I remember very well around 2007 when news broke that a “certain African-American had announced that he was running for President.” I thought he was at best a self-over rated person or at worst a mad man. But I was to be proved wrong within a year when we all observed how Obama was building his momentum towards the history that was to be made by the first African-American or non-white to be elected president of the United States of America.

At that time, many wondered whether Obama would successfully lead America and the test they gave him was the challenge to retain office at the end of the four-year term. Many of my friends from America and Europe gave Obama little statistical chance for re-election, even before Obama has been inaugurated in for his first term of office. But they too were to be proved wrong by the record-breaking and history-making Obama.

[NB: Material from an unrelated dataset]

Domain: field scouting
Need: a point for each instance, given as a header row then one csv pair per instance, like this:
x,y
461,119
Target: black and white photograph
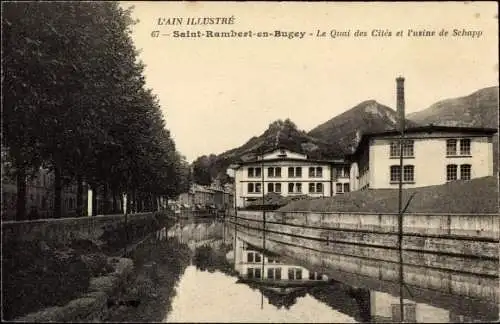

Many theories can explain how Obama made history beyond the expectation and belief of many and most of these theories are neither wrong nor contradicting. Rather they are complimentary and mutually reinforcing. One of the many such explanations is Obama’s clear instinct about how to win an election. This is not just an abstract sense of instinct but a pragmatic view that is cross-pollinated by extreme levels of hope and determination, fertilised by a very methodical and scientific approach to winning and motorised by an army of spirited followers.

Obama got the basic fundamentals of winning right. He got the best team around him, got them energised, empowered them with a clear single message and organised a clear and correct winning strategy, one that accurately seeks to best follow the winning criteria. That is why you cannot talk of Obama’s history without mentioning his chief strategist David Axelrod, a man that was introduced to Obama by Betty Lou Saltzmann at a black voter registration drive in 1992. Axelrod played a pivotal role in Obama’s winning strategy in 2008 and upon Obama’s inauguration in January 2009, Axelrod became Obama’s Senior Advisor at the White House, but only for half the term of office. In January 2011, Axelrod resigned from the White House to begin planning (as Senior Strategist) for Obama’s re-election in November 2012.

With Axelrod and several other very competent election strategists, planners, communication consultants and an army of volunteers, Obama was well positioned to win both the 2008 and the 2012 elections. This formidable force developed winning strategies that accurately matched the winning criteria. For instance, Obama’s campaign mastered the power of and greatly exploited the system of caucuses to surprise Hilary Clinton in the primaries of 2008.

Whatever success you seek, you need to clearly understand the winning criteria and then develop a winning strategy that accurately seeks to align with the identified winning criteria. If you do this all the time, then like Obama, you too will rise and shine! Good luck!